According to the Decision, Article 149 of the Administrative Procedure Law provides that in the absence of any relevant provision under an administrative contract, the provisions concerning default penalties under Article 250 through Article 252 of the Civil Code may apply mutatis mutandis. The Police Education Statute and all rules prescribed pursuant to its authorization do not stipulate when students receiving such education should pass the examination and be assigned to positions. In addition, they do not contain any relevant repayment provision concerning such liabilities. The major obligation of students receiving government scholarships and allowances is to work as police officers for a period of time after graduation. The “period by which they should pass the examination for police officers and be assigned to positions” is not the primary stipulation concerning their obligations.

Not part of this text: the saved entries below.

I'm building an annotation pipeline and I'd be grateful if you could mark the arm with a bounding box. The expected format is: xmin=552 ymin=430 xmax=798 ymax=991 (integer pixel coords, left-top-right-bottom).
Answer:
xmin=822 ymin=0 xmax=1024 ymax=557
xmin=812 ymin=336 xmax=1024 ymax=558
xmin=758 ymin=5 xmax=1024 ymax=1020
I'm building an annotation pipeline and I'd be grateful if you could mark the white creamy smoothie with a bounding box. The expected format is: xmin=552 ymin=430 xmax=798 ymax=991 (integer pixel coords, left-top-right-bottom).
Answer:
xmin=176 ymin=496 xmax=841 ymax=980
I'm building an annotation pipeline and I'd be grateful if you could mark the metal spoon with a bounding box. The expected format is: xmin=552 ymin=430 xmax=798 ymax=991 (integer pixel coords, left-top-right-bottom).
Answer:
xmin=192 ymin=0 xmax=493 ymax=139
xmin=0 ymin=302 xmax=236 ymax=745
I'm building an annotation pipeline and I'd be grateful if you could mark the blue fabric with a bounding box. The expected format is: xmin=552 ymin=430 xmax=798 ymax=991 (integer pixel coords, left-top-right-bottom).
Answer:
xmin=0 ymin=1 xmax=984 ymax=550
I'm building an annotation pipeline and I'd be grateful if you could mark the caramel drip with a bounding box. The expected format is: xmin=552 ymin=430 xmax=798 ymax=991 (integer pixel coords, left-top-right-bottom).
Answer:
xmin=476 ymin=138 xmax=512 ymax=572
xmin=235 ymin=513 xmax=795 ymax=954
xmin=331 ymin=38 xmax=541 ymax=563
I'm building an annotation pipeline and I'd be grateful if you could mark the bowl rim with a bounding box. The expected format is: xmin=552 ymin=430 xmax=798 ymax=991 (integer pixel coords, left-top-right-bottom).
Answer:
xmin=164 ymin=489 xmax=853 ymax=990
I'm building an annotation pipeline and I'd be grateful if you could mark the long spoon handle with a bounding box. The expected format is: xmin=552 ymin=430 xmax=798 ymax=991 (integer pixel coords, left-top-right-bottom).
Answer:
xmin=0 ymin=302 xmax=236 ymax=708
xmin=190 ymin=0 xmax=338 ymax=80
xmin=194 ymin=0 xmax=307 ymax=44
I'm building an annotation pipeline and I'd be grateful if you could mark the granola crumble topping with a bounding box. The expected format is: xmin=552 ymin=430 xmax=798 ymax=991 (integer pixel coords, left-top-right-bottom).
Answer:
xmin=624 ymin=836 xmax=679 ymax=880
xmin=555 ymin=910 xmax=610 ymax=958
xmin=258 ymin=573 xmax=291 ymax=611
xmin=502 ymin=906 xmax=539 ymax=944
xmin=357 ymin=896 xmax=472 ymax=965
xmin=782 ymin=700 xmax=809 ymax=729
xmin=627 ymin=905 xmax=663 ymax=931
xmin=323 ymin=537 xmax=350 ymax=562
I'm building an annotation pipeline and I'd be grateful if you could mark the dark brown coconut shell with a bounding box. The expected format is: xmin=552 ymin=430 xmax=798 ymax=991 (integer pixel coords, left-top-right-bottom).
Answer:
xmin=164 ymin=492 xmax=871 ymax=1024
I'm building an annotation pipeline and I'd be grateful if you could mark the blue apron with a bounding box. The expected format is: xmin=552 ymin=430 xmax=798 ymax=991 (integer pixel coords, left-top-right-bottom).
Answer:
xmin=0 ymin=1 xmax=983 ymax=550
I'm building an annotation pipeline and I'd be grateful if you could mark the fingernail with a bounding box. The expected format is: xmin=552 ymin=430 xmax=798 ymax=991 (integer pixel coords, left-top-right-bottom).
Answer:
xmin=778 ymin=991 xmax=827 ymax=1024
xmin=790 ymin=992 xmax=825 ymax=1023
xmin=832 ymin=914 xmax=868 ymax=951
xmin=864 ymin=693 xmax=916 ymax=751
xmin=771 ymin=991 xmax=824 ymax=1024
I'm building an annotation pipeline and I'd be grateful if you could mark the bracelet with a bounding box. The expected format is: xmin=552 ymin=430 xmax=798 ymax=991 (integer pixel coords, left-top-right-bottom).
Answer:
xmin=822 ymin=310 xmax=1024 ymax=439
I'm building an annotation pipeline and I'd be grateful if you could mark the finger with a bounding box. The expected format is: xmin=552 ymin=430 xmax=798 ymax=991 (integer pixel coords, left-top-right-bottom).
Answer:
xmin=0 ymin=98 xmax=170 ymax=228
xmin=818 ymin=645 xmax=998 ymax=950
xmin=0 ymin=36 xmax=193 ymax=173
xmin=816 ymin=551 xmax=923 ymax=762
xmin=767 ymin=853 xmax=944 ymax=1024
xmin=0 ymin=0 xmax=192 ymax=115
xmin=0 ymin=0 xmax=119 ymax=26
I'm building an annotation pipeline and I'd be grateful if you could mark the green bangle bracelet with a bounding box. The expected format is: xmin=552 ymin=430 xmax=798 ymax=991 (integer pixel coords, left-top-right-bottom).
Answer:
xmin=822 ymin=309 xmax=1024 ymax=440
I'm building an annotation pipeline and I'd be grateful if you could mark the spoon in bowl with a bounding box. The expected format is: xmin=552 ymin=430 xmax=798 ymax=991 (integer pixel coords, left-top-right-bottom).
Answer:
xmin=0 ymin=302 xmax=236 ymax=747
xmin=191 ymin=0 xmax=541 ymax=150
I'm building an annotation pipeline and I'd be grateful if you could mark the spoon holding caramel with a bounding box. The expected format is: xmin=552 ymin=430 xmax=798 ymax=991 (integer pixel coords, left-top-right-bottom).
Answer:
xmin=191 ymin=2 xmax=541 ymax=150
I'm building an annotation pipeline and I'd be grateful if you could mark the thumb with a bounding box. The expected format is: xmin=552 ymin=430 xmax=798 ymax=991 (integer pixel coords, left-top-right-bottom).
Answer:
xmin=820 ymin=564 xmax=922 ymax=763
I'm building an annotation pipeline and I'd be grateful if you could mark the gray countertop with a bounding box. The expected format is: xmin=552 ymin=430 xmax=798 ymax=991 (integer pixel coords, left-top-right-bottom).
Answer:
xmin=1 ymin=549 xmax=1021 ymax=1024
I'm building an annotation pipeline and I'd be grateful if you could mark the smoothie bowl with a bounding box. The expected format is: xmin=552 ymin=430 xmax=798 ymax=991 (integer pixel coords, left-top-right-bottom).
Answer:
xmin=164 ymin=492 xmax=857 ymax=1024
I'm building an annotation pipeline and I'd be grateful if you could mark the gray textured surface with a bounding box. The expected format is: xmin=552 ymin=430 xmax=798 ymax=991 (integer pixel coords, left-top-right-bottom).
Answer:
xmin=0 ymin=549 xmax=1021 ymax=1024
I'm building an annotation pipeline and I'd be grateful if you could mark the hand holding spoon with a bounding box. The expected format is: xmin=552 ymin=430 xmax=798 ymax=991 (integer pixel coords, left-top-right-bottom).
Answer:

Since the nature is similar to the nature of default penalties under Article 250 of the Civil Code, relevant provisions concerning default penalties under the Civil Code may apply mutatis mutandis, including the provision that “if a portion of the obligations has been performed, the court my reduce the default penalty based on the benefit received by the obligee from the partial performance,” and “if the default penalty so stipulated is too high, the court may reduce it to an appropriate amount.” Therefore, the finding in the original decision was not erroneous.
Therefore, with respect to the original decision in which it was held that since the Appellees had not passed the examination to be assigned to their positions until three years and two years later after the required period expired, they shall respectively assume a default penalty equivalent to three fourths and two fourths of the repayment, since the original decisions was not unlawful, the Appellant’s appeal was rejected.